To model the STL results, we can also apply the exponential smoothing (ETS) and ARIMA methods. In addition, STLM can be used as an alternative way to catch seasonal which cannot be caught by the usual ETS and ARIMA methods.
#ets Holt - Winters
fmcg_ets <- stlm(train_1, method = "ets", lambda = 0) # no log transformation for addivite data
# SARIMA
fmcg_arima <- stlm(train_1, method = "arima", lambda = 0)
compare_forecast <- function(x, test){
lapply(x, function(x) forecast::accuracy(x, test)["Test set", ]) %>%
lapply(., function(x) x %>% t() %>% as.data.frame) %>%
bind_rows() %>%
mutate(model = names(x)) %>%
select(model, everything())
}
#Forecast
forecast_ets <- forecast(object = fmcg_ets, h = length(test_1))
forecast_arima <- forecast(object = fmcg_arima, h = length(test_1))
#Evaluation
forecast_list <- list(
"ETS" = forecast_ets,
"Arima" = forecast_arima
)
compare_forecast(forecast_list,test_1 )
From the comparison results above, Arima produces a smaller MAPE than ETS
fmcg_msts %>%
autoplot(series = "Actual") +
autolayer(forecast_ets$mean, series = "ETS") +
autolayer(forecast_arima$mean, series = "ARIMA")
shapiro.test(forecast_arima$residuals)
#>
#> Shapiro-Wilk normality test
#>
#> data: forecast_arima$residuals
#> W = 0.99535, p-value = 0.02145
hist(forecast_arima$residuals, breaks = 50)
TSstudio::test_forecast(actual = fmcg_msts,
forecast.obj = forecast_arima,
train = train_1,
test = test_1)
Using model has selected
model_fmcg <- fmcg_msts
Data predict
Data test for one month,and we will only choose categorical fmcg and accumulate daily from each store
predict <- read.csv("test_data.csv")
predict <- predict %>%
filter(category_of_product == "fast_moving_consumer_goods") %>%
select(-id)
predict_clean <- predict %>% mutate(date = ymd(date))

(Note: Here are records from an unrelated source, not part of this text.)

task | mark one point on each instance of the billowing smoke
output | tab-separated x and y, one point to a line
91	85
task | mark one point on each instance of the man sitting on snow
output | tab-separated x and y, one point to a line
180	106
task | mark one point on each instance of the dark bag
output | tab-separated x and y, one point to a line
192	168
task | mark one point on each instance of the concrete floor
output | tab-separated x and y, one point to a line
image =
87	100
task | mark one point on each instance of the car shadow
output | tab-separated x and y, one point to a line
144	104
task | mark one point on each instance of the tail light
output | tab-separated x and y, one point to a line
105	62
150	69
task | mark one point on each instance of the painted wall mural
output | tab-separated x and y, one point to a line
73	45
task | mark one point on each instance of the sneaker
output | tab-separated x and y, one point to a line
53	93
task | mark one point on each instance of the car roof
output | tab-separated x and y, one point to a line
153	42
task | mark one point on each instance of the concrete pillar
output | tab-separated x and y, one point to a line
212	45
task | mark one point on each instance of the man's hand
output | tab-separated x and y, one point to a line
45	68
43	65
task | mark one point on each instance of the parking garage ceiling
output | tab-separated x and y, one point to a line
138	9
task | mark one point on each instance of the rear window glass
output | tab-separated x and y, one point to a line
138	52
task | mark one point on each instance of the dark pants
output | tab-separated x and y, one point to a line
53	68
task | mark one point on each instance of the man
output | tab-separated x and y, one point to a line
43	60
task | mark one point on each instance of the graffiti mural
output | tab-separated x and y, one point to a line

predict_forecast <- predict_clean[!duplicated(predict_clean$date),] %>%
select(date)
predict_forecast
forecast using the Arima model model
arima_model <- stlm(model_fmcg, method = "arima", lambda = 0)
#forecast
arima_f <- forecast(arima_model, h = 31)# the day in predict
model_fmcg %>%
autoplot(series = "Actual") +
autolayer(arima_f$mean, series = "Forecast")
# Data frame predict
predict_forecast %>%
cbind(arima_f) %>% as.data.frame()
From the results of the analysis above, the data has a multiseasonal pattern, namely quarterly and yearly, and the Arima model is the best model with a 20% MAPE so that the accuracy of the model can be said to be 80% for forecasting.